Oh dear. Reading this I laughed until I nearly wet myself. (And trust me, cringing and laughing simultaneously will test the bladder control of any woman over the age of fifteen.) It's all so true. And yet ...
One friend of mine has commented more than once with horror and distaste on my predilection for workshop groups. He is offended by the notion that you could read a person's poem a couple of times and then feel competent to offer criticism. (Dear man. And yet he's willing to be seen in my company occasionally!) I can understand his feelings – he is a meticulous craftsman, and believes (quite rightly) that coming to grips with a good poem is something that takes dedication and time. Not a committee meeting.
And yet ...
When I made the decision to start writing poetry "seriously", I was writing on my own. Reading heaps, and as widely as my local library would let me (and we are blessed with a very good library). I was ... ok. Not too bad. Editors would occasionally offer comments, and I would try to work from there. Then I heard about a local writing group, the Airing Cupboard.
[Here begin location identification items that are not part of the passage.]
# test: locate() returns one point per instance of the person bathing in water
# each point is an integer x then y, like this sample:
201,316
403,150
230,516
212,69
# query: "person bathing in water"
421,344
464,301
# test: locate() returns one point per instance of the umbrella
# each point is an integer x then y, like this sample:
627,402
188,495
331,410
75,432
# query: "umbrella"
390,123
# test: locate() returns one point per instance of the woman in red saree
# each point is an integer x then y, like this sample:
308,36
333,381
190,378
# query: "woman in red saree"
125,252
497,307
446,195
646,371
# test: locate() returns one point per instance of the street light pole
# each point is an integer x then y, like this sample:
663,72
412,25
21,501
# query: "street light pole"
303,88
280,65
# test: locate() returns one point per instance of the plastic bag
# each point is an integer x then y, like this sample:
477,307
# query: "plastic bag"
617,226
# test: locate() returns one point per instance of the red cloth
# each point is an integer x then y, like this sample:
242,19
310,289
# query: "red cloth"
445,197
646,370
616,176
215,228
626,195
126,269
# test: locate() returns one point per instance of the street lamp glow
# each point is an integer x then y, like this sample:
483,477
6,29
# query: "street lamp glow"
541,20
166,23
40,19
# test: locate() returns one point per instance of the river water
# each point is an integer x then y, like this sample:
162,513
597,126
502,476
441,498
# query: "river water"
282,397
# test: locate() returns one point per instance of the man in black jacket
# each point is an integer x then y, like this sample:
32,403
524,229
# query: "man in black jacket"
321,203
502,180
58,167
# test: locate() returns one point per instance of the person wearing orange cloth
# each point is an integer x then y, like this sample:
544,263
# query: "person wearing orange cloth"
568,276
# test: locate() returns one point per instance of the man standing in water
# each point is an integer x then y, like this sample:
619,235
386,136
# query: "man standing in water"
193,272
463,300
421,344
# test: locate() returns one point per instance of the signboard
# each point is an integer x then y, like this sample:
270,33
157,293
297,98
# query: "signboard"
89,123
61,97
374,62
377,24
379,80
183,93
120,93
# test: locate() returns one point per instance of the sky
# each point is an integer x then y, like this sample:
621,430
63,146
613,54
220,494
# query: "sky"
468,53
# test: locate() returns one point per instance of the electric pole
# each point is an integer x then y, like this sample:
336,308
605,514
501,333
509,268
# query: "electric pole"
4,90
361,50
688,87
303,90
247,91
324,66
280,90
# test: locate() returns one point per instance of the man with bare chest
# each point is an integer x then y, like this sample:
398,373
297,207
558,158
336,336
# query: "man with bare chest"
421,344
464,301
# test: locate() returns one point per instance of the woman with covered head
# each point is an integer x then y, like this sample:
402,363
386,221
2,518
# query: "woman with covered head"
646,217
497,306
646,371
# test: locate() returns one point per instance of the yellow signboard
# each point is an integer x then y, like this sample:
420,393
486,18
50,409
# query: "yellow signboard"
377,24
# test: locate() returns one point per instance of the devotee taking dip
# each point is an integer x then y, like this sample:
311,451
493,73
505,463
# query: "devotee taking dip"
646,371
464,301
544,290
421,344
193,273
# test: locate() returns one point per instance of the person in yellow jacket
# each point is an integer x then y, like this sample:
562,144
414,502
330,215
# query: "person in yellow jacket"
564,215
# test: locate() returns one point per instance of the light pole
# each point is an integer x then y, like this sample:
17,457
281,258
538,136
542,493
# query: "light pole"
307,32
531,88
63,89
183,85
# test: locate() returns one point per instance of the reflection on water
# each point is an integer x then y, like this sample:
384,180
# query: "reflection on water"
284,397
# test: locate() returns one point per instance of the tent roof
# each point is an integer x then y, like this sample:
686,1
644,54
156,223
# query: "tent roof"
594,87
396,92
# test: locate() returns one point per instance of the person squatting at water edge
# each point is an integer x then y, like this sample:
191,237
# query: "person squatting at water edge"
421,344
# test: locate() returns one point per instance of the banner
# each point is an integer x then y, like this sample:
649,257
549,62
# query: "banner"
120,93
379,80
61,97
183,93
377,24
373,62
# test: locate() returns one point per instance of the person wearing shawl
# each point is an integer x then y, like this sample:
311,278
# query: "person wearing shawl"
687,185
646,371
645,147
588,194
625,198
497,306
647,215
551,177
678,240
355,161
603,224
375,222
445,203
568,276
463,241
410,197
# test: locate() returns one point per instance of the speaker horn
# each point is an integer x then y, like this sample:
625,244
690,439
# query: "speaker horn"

It was a revelation. All these other people – real people – who also wrote poems. Who loved poetry. Who were knowledgeable and encouraging. Once a fortnight, I'd bring poems to the group. The good bits would be praised, and it was a wonderfully affirming experience. Exactly what I needed at that point.
And yet, and yet ...
After about a year I started to feel restless – I wanted some actual critiquing. Which wasn't what the Airing Cupboard was for. I knew that there were problems, that I wasn't writing high calibre poetry all the time (ok, or even very often). I wanted more. I needed more.
And I got it. Four other women had already formed a second group, intended to provide some real workshopping of/for each other's poems. And they asked me to join. We've been meeting for the best part of ten years now, and this is the group that I take my work to on a regular basis. (I also belong to a couple of other groups who meet to read each other's work, with varying levels of critique involved). We all know each other's work and each other's weaknesses. And every one of us writes better poetry now than we did before we started meeting. Sometimes the discussions get quite heated (we prefer to think of it as "passionately engaged"), but there's something wonderfully fulfilling about those sorts of discussions, even when we disagree. Quite often a new poem is born from them. I know that there are plenty of times when a poem has been saved.
The thing is, while all the points made by Jough Dempsey are perfectly valid – I've been guilty of all of them at some point or another, although never consciously intending malice – they ignore the fact that those exact same judgments can and probably will be leveled against your poem (lets pretend that most critics do remember the distinction between "you" and "your poem") by everyone else out there in the big, bad, poetry-reading world. Editors. Judges. Critics. Readers.
So maybe the way of thinking of even the most toxic workshops is as a form of vaccination. Building up your tolerance. Raising your immunity. Even, or especially, when they get it all completely wrong.